Medtronic and other companies have developed systems for remote monitoring. Instead of the patient having to go to the doctor’s office to use the programmer, the patient has a smaller box connected to the phone line, and the patient can put a mouse-like device over where the can is and push a start button. More recently there are boxes that can be placed by the patient’s bedside and the patient doesn’t have to do anything. Information from the ICD goes wirelessly to the device and through the phone line to a server site, which then sends information to the patient’s doctor. The bedside box also monitors itself and can report any problems with its own operation.
Joe described a technique called cardiac resynchronization therapy, or CRT. In some heart failure patients, the left and right ventricles don’t contract at the same time. As each ventricle contracts it pushes the septum (the wall between the ventricles) toward the opposite side, and less blood is pumped out. Connecting a third lead to the ICD enables it to pace the ventricles so they beat simultaneously and the ejection fraction is increased.

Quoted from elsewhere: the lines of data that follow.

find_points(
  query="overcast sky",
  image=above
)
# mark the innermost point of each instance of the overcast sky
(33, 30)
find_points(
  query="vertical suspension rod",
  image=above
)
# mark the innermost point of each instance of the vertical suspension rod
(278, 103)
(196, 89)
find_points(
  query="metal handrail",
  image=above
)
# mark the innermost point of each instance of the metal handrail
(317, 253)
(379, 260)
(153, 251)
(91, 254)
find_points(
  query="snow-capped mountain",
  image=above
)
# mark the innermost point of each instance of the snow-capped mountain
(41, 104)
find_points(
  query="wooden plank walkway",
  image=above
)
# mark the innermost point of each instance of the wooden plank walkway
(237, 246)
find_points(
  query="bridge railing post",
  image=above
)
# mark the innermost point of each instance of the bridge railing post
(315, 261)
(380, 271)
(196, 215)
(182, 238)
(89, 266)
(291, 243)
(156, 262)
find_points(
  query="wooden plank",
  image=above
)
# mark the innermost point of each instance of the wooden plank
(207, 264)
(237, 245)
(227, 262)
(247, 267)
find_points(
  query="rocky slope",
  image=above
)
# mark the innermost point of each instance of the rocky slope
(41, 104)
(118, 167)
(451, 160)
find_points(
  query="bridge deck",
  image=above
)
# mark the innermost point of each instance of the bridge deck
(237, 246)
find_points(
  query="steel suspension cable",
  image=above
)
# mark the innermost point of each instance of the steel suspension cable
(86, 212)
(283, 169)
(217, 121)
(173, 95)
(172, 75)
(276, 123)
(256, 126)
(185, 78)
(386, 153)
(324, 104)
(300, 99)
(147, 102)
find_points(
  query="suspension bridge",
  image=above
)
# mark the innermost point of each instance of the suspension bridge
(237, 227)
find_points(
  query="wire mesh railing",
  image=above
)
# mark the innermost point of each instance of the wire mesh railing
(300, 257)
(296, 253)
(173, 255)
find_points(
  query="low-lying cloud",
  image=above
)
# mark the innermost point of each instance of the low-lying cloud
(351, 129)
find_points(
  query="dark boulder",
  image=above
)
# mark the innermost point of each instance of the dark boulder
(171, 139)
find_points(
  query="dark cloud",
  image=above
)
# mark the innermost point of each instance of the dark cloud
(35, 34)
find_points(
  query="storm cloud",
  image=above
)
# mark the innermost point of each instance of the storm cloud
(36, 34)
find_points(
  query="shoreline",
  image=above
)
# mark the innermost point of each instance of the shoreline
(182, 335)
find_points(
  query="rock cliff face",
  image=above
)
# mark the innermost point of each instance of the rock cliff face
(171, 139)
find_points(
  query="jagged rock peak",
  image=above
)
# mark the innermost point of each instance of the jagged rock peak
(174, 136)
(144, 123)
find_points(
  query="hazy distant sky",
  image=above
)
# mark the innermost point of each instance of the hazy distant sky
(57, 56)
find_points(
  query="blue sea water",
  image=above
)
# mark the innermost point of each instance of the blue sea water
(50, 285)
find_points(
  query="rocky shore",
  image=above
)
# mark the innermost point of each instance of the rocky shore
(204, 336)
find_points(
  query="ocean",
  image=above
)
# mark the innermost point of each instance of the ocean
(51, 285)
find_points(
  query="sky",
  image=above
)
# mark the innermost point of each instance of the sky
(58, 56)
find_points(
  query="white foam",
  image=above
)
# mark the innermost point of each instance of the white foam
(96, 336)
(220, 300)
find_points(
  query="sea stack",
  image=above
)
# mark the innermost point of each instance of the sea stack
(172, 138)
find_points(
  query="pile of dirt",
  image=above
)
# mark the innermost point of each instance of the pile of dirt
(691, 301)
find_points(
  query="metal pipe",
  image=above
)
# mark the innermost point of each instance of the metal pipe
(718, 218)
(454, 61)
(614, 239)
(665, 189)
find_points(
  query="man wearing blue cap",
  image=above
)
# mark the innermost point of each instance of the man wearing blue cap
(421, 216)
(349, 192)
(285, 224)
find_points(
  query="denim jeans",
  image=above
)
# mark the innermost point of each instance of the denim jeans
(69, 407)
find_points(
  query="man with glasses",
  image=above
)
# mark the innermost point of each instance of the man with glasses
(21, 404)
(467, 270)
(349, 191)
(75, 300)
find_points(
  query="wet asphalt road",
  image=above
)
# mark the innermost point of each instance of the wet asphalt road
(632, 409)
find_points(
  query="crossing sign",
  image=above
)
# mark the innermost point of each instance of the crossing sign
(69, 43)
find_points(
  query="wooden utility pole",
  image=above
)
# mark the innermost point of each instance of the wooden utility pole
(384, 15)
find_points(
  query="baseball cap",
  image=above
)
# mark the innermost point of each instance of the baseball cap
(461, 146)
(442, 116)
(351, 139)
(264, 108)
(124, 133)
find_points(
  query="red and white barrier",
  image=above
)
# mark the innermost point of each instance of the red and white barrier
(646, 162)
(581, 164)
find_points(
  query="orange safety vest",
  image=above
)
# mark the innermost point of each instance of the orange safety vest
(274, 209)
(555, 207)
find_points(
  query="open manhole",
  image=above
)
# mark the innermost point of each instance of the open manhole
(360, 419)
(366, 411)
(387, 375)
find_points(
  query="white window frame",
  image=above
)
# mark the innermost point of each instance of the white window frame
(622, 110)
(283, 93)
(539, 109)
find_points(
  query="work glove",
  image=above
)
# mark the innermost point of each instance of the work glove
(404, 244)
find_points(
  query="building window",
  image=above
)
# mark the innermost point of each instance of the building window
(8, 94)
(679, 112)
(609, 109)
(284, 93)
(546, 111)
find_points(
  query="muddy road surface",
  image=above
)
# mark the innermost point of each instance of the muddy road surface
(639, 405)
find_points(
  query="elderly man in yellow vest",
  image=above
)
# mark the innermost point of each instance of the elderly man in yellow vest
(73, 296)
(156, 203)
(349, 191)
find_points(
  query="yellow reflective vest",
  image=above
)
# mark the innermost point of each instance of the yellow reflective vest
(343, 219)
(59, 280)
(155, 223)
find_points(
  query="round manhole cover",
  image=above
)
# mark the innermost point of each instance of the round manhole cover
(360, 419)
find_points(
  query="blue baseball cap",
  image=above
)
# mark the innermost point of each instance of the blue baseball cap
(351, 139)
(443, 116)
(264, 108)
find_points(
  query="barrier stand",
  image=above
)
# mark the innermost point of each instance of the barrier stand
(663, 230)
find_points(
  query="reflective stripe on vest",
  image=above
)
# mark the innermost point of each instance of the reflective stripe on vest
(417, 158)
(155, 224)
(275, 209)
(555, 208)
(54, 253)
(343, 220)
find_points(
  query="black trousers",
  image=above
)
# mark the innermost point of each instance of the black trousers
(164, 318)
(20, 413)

At the July meeting Joe described a new technique that Medtronic calls OptiVol. He gave us a more detailed explanation this time. Heart failure patients tend to accumulate fluid in the lungs (which is why the condition has been called “congestive heart failure,” or CHF). The increased fluid lowers the electrical resistance across the chest. An ICD can be designed to sense the resistance between the can and the other end of the lead and give early warning of accumulating fluid.
Somebody asked about getting an MRI when you have an ICD. The answer is no. There isn’t any danger of the magnetic field pulling the device out of your chest. But magnetic fields induce electric currents, and there’s a danger that stray currents in the leads could make the ICD operate improperly or even injure the heart. Medtronic is developing an ICD that they expect to be safe for MRI.
On a related topic: don’t go through the metal detectors at airports; ask for a special inspection without any electrical detectors. You can walk through the gates at stores that deter shoplifters, but don’t stand near them - patients have been known to pass out when their pacemakers stop working.
Thanks, Joe, for a very informative talk and some very knowledgeable answers to our questions.